PIPC Enforcement: Penalties and Recent AI Actions
The PIPC is one of the most active data protection authorities in Asia. Recent major enforcement actions: Google — KRW 69.2 billion (~$52M USD) fine in 2022 for tracking users without valid consent using behavioral data for advertising; Meta — KRW 30.8 billion (~$23M USD) in 2022 for similar behavioral advertising consent violations; Kakao — KRW 15.1 billion (~$11M USD) in 2024 for unauthorized disclosure of personal information to third parties. PIPC penalty structure: fines up to 3% of annual revenue for major violations; fines up to KRW 100 million (~$75K) for specific article violations; criminal penalties up to KRW 50 million (~$37K) or imprisonment up to 5 years. PIPC AI enforcement priorities: the PIPC published AI Privacy Guidelines in 2024 covering automated decision-making, AI training data use, and behavioral profiling. The PIPC has indicated that failure to implement Article 37-2 rights for significant AI decisions will be treated as a major compliance failure.

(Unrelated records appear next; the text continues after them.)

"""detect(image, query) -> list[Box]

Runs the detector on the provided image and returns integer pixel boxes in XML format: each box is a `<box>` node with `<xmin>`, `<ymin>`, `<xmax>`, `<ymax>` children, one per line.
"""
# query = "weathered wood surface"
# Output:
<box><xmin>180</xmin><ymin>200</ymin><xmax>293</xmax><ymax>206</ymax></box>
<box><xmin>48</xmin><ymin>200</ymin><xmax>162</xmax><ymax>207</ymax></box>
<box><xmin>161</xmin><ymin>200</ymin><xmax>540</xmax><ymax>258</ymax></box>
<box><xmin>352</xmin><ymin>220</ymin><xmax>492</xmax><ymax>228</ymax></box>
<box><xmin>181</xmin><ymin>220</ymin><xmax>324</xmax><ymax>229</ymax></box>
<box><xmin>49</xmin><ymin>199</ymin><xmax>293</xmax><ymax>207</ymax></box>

PIPA Pseudonymous Information: AI Analytics Without Consent
PIPA Article 28-2 (2023 amendment) introduced pseudonymous information (가명정보) as a category between identifiable personal information and anonymized data — directly parallel to Japan's APPI pseudonymously processed information. Pseudonymous information allows: internal analytics and statistics; public interest research; commercial research (with ethical review); and record-keeping for archival purposes — all without the consent requirements that apply to personal information. Pseudonymization requirements: remove direct identifiers; replace quasi-identifiers with codes; document the pseudonymization method; maintain pseudonymization keys with strict access controls. What pseudonymous information prohibits: third-party provision to external organizations including AI vendors, data brokers, and research partners; re-identification attempts or combination with other data that would restore identifiability; transfer to overseas recipients without the same protections as personal information; processing for purposes beyond the legitimate purposes listed above. AI training use: AI teams may use Korean user data pseudonymized under PIPA Article 28-2 for internal model training without consent, but cannot share the pseudonymized dataset with a third-party AI training vendor. Internal compute only for pseudonymous data training pipelines.